Visual pieces like the ones pictured below placed an emphasis on the ability of found objects to push viewers to question their own plastic usage. The frame for Don Wilson’s “Patient Earth” was stuffed with plastic such as the infamous disposable straws that have become symbols of plastic pollution. The entire painting was encased in convenient yet deadly plastic, framing the natural life within. Lynn Alexander’s poem placed just above Wilson’s work emphasized this constricted nature, as Alexander’s words of plastic pollution mirrored how Wilson’s painting trapped plastic with a web of strings that strangled the piece. Similarly, “Sandcastle Story” by Pam Danko-Stout and Terry Stout displayed an intricately decorated sandcastle like ones we might have made at the beach in childhood, but it was adorned with tiny pieces of plastic that often find themselves in the stomachs of wildlife. Our trash created striking art within this sandcastle, but the artists still reminded us that this is our trash. The typical decorations adorning sandcastles are seashells found along the shore, but the brightly colored shards of plastic in this piece represented an unnatural invasion that solely came from humans.

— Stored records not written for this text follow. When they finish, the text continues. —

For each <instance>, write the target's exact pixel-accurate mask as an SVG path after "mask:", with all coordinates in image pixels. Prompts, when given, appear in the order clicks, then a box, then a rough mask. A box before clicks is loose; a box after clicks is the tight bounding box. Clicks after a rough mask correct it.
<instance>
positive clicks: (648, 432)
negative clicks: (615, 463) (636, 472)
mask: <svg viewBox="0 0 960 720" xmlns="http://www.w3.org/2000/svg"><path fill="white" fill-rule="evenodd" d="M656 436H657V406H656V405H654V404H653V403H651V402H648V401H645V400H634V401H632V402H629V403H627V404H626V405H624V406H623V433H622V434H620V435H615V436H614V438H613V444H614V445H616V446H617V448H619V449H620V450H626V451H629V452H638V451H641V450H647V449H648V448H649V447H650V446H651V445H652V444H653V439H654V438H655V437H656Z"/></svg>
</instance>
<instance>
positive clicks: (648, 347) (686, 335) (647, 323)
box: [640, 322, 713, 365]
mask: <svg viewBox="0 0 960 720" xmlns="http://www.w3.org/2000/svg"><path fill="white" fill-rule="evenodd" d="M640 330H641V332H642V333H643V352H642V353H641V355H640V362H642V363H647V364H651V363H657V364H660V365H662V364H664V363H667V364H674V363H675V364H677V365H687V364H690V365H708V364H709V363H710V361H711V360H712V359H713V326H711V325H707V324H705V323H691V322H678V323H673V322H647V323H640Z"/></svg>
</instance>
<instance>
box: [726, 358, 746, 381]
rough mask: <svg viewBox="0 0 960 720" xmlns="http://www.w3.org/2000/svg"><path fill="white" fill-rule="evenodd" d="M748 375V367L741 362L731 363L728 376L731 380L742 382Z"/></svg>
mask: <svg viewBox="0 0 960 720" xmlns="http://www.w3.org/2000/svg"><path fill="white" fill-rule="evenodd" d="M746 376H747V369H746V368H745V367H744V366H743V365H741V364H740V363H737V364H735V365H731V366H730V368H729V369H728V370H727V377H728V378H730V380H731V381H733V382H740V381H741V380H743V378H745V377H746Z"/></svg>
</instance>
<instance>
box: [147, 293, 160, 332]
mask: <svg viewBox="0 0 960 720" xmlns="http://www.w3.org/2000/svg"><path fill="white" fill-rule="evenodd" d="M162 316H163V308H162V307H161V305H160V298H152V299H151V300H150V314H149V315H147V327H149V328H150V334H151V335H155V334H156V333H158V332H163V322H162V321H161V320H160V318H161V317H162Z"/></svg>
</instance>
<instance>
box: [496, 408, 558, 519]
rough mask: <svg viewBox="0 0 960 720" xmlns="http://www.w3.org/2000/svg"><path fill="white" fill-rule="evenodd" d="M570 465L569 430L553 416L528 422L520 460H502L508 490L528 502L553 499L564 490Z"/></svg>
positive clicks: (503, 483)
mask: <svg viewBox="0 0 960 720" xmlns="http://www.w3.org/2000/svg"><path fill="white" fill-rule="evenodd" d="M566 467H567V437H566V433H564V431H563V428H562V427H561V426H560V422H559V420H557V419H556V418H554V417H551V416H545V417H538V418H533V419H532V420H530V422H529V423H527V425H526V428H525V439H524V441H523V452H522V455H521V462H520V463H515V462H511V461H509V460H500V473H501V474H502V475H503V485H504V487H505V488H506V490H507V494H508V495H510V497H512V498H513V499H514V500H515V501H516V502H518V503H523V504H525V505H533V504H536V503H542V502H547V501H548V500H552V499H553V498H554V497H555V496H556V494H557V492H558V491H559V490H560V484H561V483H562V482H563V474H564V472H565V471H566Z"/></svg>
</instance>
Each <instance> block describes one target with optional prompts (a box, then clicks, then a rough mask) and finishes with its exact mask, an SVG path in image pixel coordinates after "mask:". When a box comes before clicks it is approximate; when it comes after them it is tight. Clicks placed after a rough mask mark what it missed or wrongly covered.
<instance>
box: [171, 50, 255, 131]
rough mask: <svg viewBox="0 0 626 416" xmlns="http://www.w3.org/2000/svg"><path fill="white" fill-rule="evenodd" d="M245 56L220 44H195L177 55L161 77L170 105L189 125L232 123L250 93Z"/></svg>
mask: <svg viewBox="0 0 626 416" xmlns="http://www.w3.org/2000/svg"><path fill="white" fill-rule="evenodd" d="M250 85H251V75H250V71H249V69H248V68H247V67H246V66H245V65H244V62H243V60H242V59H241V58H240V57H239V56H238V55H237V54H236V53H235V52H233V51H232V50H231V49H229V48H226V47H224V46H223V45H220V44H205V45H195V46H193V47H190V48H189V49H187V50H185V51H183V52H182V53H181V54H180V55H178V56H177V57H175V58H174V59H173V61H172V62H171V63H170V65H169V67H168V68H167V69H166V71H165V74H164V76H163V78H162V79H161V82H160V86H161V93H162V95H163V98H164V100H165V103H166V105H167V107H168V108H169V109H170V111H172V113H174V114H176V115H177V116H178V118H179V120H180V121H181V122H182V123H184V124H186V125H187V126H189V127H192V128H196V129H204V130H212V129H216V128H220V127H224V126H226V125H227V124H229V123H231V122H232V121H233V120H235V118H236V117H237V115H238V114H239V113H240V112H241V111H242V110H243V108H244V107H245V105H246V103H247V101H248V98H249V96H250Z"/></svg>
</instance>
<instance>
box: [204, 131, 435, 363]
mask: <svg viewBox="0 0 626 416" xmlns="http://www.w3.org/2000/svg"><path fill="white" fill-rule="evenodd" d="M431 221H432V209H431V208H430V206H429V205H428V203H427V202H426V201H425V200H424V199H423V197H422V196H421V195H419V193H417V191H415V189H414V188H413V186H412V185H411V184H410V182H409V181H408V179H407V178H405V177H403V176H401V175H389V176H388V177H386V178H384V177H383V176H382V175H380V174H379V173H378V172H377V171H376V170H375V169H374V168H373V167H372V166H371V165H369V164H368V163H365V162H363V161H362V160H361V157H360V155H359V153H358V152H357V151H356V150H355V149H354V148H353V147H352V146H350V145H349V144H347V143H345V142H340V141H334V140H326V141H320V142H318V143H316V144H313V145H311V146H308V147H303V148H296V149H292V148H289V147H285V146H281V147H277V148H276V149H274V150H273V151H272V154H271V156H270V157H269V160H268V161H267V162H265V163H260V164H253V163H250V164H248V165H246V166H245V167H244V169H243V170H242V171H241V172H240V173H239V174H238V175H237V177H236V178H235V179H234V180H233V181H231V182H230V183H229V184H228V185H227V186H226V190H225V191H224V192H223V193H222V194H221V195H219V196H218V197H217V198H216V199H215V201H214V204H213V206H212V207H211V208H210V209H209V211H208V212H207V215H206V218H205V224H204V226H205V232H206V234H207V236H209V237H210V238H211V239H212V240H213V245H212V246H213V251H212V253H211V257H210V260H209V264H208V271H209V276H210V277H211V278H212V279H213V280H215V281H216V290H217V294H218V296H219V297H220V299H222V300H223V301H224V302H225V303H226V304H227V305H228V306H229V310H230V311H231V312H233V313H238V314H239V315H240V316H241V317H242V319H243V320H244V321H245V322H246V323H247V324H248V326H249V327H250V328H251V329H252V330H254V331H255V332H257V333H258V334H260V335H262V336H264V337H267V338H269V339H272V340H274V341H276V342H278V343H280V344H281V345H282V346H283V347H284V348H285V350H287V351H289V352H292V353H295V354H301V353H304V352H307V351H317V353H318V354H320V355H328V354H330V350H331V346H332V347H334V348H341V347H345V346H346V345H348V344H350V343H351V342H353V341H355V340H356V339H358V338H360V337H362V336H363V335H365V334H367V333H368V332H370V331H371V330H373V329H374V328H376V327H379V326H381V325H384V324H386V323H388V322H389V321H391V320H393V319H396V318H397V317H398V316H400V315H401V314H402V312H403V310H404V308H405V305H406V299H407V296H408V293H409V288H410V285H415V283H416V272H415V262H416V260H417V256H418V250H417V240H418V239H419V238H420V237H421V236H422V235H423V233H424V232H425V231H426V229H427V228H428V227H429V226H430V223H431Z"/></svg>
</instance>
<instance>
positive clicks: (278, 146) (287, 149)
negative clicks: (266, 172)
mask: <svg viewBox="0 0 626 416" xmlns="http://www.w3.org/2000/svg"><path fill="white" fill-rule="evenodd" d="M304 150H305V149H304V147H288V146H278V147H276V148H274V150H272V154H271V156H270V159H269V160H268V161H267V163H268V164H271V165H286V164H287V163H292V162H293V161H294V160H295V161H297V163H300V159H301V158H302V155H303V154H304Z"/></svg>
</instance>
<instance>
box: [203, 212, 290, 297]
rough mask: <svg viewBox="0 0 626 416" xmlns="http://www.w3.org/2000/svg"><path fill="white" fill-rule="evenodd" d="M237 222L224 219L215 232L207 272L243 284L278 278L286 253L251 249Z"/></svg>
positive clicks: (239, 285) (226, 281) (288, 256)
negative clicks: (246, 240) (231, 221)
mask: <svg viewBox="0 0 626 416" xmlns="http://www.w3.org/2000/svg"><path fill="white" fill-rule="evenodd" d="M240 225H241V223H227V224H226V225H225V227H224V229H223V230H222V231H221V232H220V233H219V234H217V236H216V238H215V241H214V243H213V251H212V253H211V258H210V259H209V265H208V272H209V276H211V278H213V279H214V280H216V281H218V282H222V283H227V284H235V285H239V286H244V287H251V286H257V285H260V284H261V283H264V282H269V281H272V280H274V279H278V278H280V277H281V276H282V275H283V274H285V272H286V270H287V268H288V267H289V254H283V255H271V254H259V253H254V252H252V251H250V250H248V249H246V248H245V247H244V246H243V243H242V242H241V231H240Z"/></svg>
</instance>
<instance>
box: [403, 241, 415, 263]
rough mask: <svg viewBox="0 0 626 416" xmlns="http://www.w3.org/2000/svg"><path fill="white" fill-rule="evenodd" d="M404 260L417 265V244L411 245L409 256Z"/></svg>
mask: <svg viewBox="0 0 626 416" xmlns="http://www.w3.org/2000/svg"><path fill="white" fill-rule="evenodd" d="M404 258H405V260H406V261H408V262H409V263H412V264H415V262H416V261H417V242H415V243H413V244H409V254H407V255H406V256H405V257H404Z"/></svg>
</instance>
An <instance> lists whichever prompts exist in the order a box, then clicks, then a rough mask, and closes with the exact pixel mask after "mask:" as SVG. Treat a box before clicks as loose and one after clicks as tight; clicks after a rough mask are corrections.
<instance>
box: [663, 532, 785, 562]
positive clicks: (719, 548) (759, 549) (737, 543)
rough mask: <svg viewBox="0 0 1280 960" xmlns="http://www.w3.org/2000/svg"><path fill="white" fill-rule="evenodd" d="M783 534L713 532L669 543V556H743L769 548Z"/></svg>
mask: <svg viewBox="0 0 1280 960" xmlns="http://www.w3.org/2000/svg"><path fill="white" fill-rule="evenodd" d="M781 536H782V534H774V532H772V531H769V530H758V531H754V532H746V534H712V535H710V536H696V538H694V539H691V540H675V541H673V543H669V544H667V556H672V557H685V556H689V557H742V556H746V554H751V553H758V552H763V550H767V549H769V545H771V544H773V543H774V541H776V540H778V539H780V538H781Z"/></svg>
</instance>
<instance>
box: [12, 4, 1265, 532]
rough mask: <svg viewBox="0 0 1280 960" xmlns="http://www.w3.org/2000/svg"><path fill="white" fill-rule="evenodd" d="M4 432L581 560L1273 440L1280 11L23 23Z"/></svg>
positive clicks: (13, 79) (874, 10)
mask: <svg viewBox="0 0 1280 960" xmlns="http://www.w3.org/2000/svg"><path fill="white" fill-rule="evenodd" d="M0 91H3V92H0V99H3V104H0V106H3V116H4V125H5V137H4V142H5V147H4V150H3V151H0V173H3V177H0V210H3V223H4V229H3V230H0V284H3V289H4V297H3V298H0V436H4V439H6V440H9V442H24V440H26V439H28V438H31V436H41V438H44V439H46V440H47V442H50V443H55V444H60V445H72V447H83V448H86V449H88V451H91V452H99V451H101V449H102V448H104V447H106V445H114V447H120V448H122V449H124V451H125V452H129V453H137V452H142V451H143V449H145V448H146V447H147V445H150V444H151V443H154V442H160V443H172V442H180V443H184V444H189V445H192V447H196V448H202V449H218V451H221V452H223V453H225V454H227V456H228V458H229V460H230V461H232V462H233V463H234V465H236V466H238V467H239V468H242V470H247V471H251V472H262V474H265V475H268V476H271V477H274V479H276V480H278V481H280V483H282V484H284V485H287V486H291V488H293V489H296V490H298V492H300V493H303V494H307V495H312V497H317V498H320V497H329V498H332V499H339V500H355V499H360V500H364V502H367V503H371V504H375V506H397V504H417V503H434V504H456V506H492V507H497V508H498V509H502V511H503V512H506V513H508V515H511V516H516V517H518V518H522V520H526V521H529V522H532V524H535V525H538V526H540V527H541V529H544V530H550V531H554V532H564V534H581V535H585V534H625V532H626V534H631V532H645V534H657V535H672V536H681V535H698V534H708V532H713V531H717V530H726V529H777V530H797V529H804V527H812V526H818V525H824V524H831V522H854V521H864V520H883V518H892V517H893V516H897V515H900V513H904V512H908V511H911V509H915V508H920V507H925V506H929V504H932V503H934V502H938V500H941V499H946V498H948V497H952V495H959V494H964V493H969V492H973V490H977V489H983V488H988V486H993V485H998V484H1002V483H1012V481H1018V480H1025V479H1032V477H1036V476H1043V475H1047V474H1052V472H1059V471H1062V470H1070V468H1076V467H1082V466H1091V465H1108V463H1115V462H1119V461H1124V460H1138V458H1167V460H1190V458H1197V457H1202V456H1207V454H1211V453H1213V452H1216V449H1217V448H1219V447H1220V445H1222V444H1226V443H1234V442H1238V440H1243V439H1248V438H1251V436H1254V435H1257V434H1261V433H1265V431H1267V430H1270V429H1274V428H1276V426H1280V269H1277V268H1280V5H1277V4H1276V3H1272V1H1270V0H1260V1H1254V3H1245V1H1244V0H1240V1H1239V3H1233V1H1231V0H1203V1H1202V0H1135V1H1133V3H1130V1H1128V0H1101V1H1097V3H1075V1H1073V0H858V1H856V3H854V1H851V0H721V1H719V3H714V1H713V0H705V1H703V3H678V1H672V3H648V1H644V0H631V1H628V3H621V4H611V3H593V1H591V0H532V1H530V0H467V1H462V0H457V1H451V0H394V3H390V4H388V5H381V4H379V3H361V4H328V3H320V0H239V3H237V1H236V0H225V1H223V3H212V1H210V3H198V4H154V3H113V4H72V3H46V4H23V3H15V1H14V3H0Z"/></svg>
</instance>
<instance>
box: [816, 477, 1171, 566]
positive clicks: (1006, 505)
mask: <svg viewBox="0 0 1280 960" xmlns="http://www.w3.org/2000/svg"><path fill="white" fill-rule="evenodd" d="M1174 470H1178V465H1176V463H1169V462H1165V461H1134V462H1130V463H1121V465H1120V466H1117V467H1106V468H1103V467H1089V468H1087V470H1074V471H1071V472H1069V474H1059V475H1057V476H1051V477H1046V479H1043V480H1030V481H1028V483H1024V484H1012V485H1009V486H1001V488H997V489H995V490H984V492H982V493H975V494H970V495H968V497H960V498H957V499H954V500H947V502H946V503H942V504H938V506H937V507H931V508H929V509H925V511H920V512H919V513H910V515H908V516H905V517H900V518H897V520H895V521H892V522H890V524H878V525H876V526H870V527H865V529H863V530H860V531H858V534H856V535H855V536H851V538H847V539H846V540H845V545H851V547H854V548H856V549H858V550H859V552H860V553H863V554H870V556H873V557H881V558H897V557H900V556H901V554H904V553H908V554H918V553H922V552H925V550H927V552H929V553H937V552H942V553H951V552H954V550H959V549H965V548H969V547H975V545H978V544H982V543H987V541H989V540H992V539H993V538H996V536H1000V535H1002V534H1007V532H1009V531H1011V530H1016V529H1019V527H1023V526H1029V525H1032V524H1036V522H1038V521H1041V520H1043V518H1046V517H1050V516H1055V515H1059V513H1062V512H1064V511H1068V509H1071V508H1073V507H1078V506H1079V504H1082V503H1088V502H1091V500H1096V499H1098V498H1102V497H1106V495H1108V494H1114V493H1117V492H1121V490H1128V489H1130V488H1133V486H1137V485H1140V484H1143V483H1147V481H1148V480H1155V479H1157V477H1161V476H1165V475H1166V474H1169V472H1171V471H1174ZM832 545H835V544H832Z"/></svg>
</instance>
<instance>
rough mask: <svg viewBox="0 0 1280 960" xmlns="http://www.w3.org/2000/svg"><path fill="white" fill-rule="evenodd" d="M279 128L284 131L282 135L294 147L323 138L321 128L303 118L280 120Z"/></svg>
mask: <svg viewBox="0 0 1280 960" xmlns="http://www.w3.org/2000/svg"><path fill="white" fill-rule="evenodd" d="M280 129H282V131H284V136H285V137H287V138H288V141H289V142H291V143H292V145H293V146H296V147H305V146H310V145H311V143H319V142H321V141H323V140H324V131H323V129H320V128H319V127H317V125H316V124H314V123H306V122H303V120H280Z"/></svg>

Pictured: “Patient Earth” by Don Wilson and poem by Lynn Alexander.

 

Pictured: “Sandcastle Story” by Pam Danko-Stout and Terry Stout.

There were many more pieces in the exhibition beyond those photographed here that called for reflection on “insidious plastics” and how they impact the world. Originally open for two months, the Insidious Plastics exhibition received such attention and interest that it was extended through August of 2024. Because of the ethos of community engagement and attention to collaborating with regional artists, future exhibitions at the NNC promise to be as exciting and as beautiful as this one. Check out their webpage to learn more about current exhibitions and programming. The NNC is an important educational space that calls residents to reflect upon our responsibility to address environmental issues. This organization reminds us that it’s our duty to address our impact on the planet and to take better care of it in the future.